This handles uneven divisions cleanly. Every file is processed exactly once and there's no coordination between containers.

Logs from Job

Step 4: The signal processing pipeline

This is where the real work happens. For each assigned file, the container runs a pipeline that actually resembles production industrial monitoring code:

1. Download and column projection. The parquet file is downloaded from S3 and loaded with pyarrow using column projection - we only read the columns we need. For a 500K-row file with 24 sensor columns plus timestamps and flags, we're loading about 100 MB into memory as float64 arrays. Bump RECORDS_PER_FILE to 3_600_000 for a full-hour window at 1 kHz and that climbs to around 700 MB per file, which is where the 16 GB memory allocation on the job definition starts to matter.

2. Per-sensor statistics. Global min, max, mean, and std for all 24 channels.

3. Rolling-window anomaly detection. For every sensor, compute a 1000-sample rolling mean and rolling standard deviation using numpy convolutions. Flag any sample where the value is more than 4 standard deviations from the rolling mean. Then collapse contiguous runs of flagged samples into discrete events:

def detect_anomalies(column_name, data, timestamps_ns):
    kernel = np.ones(ROLLING_WINDOW_SAMPLES) / ROLLING_WINDOW_SAMPLES
    rolling_mean = np.convolve(data, kernel, mode="same")
    rolling_var = np.convolve((data - rolling_mean) ** 2, kernel, mode="same")
    rolling_std = np.sqrt(np.maximum(rolling_var, 1e-9))

    z = np.abs(data - rolling_mean) / rolling_std
    flagged = z > ANOMALY_Z_THRESHOLD
    # ... collapse contiguous flagged runs into events

This is real signal processing - numpy convolutions across 500K samples × 24 channels, with contiguous run detection on top. It finishes in seconds at the demo scale, and scales linearly as you grow the window length, channel count, or rolling-window size.

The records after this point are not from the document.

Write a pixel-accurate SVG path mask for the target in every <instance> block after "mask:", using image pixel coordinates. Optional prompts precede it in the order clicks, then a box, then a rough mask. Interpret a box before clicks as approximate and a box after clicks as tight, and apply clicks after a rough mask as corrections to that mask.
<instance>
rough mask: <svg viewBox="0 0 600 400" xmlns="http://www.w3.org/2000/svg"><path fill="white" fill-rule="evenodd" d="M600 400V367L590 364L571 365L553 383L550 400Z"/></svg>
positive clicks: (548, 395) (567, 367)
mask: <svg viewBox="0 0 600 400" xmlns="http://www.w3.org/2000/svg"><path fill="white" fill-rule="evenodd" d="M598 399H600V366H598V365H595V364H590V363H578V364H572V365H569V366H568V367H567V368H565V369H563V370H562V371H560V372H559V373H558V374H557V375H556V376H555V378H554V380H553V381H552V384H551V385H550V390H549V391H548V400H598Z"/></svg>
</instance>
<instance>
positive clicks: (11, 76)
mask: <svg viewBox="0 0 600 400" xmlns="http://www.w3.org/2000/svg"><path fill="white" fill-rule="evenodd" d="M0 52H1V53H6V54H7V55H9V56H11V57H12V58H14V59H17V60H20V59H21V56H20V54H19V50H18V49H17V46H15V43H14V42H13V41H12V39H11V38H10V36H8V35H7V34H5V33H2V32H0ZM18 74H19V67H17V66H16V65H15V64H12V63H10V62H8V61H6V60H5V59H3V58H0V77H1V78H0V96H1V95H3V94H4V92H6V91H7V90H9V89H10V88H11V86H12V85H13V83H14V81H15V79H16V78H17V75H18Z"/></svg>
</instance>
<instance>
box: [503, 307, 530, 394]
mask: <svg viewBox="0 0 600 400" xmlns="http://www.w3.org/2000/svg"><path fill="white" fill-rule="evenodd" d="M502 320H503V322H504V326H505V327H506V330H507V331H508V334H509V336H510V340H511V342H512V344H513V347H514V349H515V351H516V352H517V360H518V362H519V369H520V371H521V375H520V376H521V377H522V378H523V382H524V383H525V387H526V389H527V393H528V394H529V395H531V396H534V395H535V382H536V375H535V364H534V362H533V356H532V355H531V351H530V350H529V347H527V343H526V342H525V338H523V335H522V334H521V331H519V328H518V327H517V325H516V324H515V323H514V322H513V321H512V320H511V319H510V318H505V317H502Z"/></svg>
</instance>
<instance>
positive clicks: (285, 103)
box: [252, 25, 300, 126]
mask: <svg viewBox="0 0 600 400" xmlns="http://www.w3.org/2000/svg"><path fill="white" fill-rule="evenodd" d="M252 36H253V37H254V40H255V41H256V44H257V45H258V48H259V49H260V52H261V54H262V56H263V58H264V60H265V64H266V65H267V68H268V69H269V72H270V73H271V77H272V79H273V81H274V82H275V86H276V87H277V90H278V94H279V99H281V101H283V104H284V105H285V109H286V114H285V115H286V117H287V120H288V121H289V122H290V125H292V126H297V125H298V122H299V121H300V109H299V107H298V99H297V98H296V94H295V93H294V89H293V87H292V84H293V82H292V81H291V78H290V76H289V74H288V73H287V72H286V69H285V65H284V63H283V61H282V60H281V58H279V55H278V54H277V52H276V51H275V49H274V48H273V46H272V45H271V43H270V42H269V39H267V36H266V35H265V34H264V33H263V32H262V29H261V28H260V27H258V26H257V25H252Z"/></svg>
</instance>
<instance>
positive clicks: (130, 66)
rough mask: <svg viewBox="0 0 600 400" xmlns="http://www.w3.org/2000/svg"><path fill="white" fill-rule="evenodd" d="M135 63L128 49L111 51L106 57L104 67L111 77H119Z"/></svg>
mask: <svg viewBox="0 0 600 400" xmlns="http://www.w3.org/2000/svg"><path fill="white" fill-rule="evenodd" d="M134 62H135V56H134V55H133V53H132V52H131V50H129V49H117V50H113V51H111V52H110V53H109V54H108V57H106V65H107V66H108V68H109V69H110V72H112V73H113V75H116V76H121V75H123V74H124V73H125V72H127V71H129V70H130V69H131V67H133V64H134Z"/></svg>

4. FFT spectral analysis on vibration channels. Industrial bearing-wear detection relies on finding dominant frequencies in vibration signals - a bearing defect produces energy at specific frequencies related to the ball-pass and cage rotation rates. I use scipy's Welch method for a smooth PSD estimate:

from scipy import signal as scipy_signal

def compute_spectral_features(data, sample_rate_hz):
    nperseg = min(8192, len(data))
    freqs, psd = scipy_signal.welch(data, fs=sample_rate_hz, nperseg=nperseg)
    psd[0] = 0  # ignore DC
    peak_idx = int(np.argmax(psd))
    return {
        "dominant_freq_hz": round(float(freqs[peak_idx]), 2),
        "peak_power": round(float(psd[peak_idx] / np.sum(psd)), 4),
    }

5. Fault flag decoding. The status_flags uint32 column is a bitfield where each bit represents a different fault (bearing overtemp, low oil pressure, coolant flow low, motor overcurrent, etc.). A simple bitwise AND with a mask per fault gives us per-fault sample counts.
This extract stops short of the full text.